Quo Vadis Golput Pilkada Jember

Prof Dr Azyumardi Azra MA, intelektual muslim kenamaan Indonesia menyatakan, bahwa ia akan golput pada 9 Desember 2020 mendatang. Alasannya, demi solidaritas terhadap korban pandemi Covid-19. Selain, ia merasa sebagai kelompok senior citizen yang rentan dan rawan tertular virus mematikan tersebut.

Sontak saja, cuitan profesor alumni Columbia University Amerika Serikat 1988 di laman media sosialnya, disayangkan oleh Junimart Girsang politikus PDIP, dan menganggapnya tak patut dicontoh. Sikap Azra dinilai terkait dengan seruan penundaan Pilkada Serentak, sebagaimana disuarakan juga oleh NU dan Muhammadiyah.

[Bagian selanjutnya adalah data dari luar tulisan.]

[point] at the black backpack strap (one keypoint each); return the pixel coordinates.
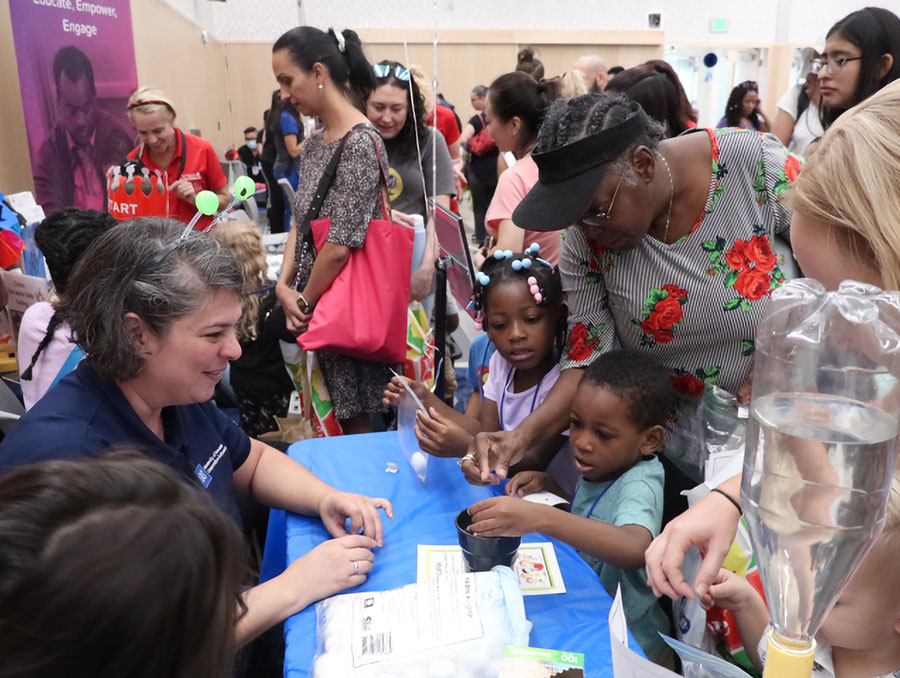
(315, 205)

Tentu secara tersirat, sikap Rektor UIN Syarif Hidayatullah Jakarta (1998-2006) tersebut, golput dalam pengertiannya merupakan “gerakan perlawanan” terhadap rezim berkuasa yang menafikan suara masyarakat sipil. Golput suatu sikap khas Indonesia yang bergulir sejak Pemilu 1971 dan selama pemilu Orde Baru.

Golput dalam sejarahnya, merupakan gerakan protes terhadap pelaksanaan Pemilu 1971, yang dikomandani oleh kekuatan eksponen ’66. Mereka antara lain: Arief Budiman, Julius Usman, Imam Waluyo, Husin Umar, dan Asmara Nababan. Mereka adalah para tokoh pemuda dan mahasiswa yang berada di luar pemerintahan dan tetap bersikap kritis terhadap rezim politik militer yang otoriter dan tiran.

Pada zaman Presiden Soeharto (1967-1998), golput adalah gerakan “terlarang”. Antek-antek penguasa pada waktu itu, melarang kampanye golput, dengan membersihkan pamflet dan kegiatan yang mengajak warga untuk tidak menggunakan hak pilih. Adam Malik Batubara, Menteri Luar Negeri (1966-1978) bahkan mengatakan golput itu gerakan “setan”. Sebab, gerakan ini menjadi setan yang dianggap mengancam stabilitas keamanan dan ketertiban negara.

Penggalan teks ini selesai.